The Grand Ethiopian Renaissance Dam, set to become the largest hydropower plant in Africa, has been a source of tension with downstream Egypt since Ethiopia broke ground on the $4 billion project in 2011.
The US Treasury Department stepped in last year to facilitate talks between Ethiopia, Egypt and Sudan – another downstream country – after Sisi reached out to US President Donald Trump, a close ally.
“President Trump stressed the US administration’s continued efforts to coordinate with Egypt, Sudan and Ethiopia on this vital dossier until the three countries finish signing the Renaissance Dam Agreement,” the Egyptian presidency said in a statement on Tuesday.
Trump lauded Cairo for initialling a preliminary deal, the statement said. Sisi added he would defend his country’s “interests… and future” in the geopolitical stalemate.
The Treasury Department last week issued a statement claiming an agreement had been reached and urged Ethiopia to sign.
But the Ethiopian delegation skipped the latest round of talks and denied a deal was in place.
On Tuesday, the country’s Foreign Minister Gedu Andargachew described last week’s Treasury statement as “undiplomatic”, while saying that Addis will stick with the US-facilitated talks.

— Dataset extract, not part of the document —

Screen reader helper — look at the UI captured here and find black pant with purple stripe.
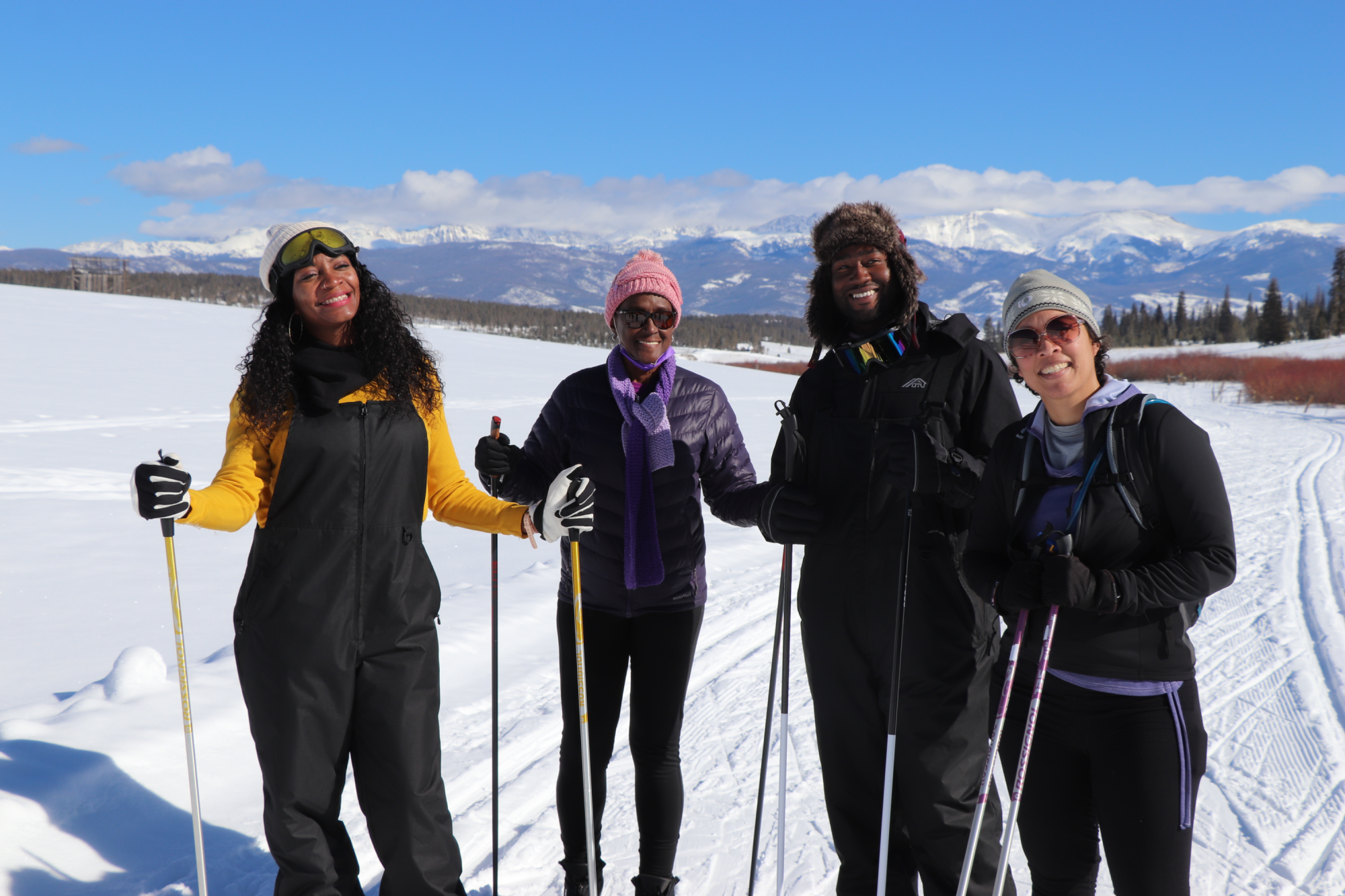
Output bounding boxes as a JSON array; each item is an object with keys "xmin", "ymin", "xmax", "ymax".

“We want Americans to play a constructive role. Any other role is unacceptable,” he said, warning Washington not to rush the process or try to influence the outcome.
Only Egypt has been behind the wording of the deal thus far, describing it as “fair and balanced”.
Egypt – which depends on the Nile for around 90 percent of its irrigation and drinking water – sees the dam as an existential threat.
It is worried that Addis Ababa will fill the dam’s enormous reservoir, holding up to 74 billion cubic metres, too quickly and significantly reduce water flow downstream.
The White and Blue Niles converge in the Sudanese capital Khartoum before flowing north through Egypt to drain into the Mediterranean Sea.